More evidence of self-delusion came on Monday, when Jim Manly’s son Paul expressed his disappointment to reporters that the federal NDP was not doing more to help his father. (Thomas Mulcair’s party has limited itself to a statement calling for “restraint” on all sides — the diplomatic equivalent of saying nothing). “The NDP and the [predecessor Co-operative Commonwealth Federation] took unpopular positions,” Manly the younger told the Vancouver Sun. “[But] now I think they’re being very cautious, and obviously the new leader has his opinions and policies on Palestine and so, you know, my own [NDP] MP [Jean Crowder] — my father’s MP — wouldn’t speak out publicly this weekend.”

Manly also added that he thought NDP deputy leader Libby Davies — who once was personally involved in strident anti-Israel street activism — has been “muzzled and whipped” by Mr. Mulcair, who is generally seen as pro-Israel.

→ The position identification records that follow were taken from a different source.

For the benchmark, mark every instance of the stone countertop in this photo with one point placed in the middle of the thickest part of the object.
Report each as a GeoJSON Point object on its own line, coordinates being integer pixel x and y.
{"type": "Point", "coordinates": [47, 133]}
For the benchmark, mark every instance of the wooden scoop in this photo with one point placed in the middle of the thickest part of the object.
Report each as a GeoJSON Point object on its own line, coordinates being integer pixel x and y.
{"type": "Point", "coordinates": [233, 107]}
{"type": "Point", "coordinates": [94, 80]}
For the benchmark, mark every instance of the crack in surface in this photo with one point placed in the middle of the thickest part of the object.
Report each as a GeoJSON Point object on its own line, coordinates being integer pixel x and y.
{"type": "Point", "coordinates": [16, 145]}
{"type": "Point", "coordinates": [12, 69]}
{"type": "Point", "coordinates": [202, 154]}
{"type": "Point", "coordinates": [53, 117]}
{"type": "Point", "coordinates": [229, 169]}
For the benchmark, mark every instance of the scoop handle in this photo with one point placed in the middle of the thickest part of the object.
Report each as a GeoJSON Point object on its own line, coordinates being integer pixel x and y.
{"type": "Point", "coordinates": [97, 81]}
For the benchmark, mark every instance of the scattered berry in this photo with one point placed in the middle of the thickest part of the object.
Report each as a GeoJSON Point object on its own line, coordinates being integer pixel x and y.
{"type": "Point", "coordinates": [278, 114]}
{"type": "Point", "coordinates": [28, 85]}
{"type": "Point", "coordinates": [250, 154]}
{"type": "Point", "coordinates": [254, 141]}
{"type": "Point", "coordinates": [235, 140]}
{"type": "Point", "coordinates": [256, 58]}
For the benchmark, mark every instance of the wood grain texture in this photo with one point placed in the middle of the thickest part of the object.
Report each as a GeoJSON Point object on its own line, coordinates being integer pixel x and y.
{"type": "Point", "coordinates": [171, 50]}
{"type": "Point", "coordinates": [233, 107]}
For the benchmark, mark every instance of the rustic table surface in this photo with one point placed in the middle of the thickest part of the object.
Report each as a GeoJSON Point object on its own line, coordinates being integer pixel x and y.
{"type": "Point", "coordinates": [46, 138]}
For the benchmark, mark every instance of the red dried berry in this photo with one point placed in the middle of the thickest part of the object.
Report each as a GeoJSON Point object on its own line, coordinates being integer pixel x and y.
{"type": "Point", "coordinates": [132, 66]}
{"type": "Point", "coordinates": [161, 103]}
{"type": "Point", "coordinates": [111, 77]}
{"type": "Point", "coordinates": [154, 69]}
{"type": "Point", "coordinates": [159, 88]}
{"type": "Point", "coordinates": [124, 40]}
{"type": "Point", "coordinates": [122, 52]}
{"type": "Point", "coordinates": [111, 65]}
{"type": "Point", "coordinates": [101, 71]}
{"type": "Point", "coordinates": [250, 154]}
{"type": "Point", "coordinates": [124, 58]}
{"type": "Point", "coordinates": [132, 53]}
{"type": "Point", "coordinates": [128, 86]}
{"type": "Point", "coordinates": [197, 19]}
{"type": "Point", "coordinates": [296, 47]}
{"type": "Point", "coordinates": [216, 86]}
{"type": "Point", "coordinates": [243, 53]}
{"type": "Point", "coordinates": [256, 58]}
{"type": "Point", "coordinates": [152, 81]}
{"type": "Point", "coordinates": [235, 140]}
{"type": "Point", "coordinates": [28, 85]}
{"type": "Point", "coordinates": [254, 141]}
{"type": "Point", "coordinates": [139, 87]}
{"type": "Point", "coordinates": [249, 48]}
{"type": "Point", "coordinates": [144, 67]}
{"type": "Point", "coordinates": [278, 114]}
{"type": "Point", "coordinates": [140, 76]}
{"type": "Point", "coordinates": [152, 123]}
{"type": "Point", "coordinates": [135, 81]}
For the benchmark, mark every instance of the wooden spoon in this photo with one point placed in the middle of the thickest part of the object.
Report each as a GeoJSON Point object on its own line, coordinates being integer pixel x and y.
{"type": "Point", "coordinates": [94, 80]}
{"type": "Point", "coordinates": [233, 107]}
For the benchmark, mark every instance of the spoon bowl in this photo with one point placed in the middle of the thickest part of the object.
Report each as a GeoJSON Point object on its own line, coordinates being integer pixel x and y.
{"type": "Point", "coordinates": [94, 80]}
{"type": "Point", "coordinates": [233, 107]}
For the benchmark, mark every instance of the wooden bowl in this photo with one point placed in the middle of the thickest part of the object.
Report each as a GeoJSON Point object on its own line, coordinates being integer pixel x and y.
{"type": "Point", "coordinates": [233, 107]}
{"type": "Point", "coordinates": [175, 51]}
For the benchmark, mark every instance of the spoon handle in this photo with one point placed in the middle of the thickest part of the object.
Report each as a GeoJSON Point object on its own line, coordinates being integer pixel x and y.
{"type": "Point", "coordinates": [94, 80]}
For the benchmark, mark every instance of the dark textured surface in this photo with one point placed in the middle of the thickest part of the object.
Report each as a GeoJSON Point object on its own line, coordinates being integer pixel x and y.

Paul Manly is largely correct on these points: There once was a day when NDP MPs could be relied on to spout anti-Israel positions little different from those trafficked on college campuses during Israel Apartheid Week. For instance, read this 2002 pro-Palestinian manifesto from then-NDP MP Svend Robinson — a one-time Middle East affairs critic for his party, no less. Such a document would be utterly unthinkable in today’s more disciplined, centrist NDP. Since the 2006 Israel-Hezbollah war, when Michael Ignatieff got burned over the issue of accusing Israel of war crimes, all three major federalist parties in Ottawa have closed down any outreach to anti-Israel activists. As the Free Gaza example shows, when you scratch the surface of such groups, there is always a chance that you will find terrorist sympathizers or anti-Semites. Politically, it’s simply not worth the risk.

We live in a post-9/11 world, in which Canadians and their politicians empathize primarily with other Western nations that are defending themselves against the scourge of terrorism and militant religious ideologies. The Manly family, it seemed, just never got the memo.

— Jonathan Kay is Managing Editor for Comment at the National Post, and a fellow at the Foundation for Defense of Democracies.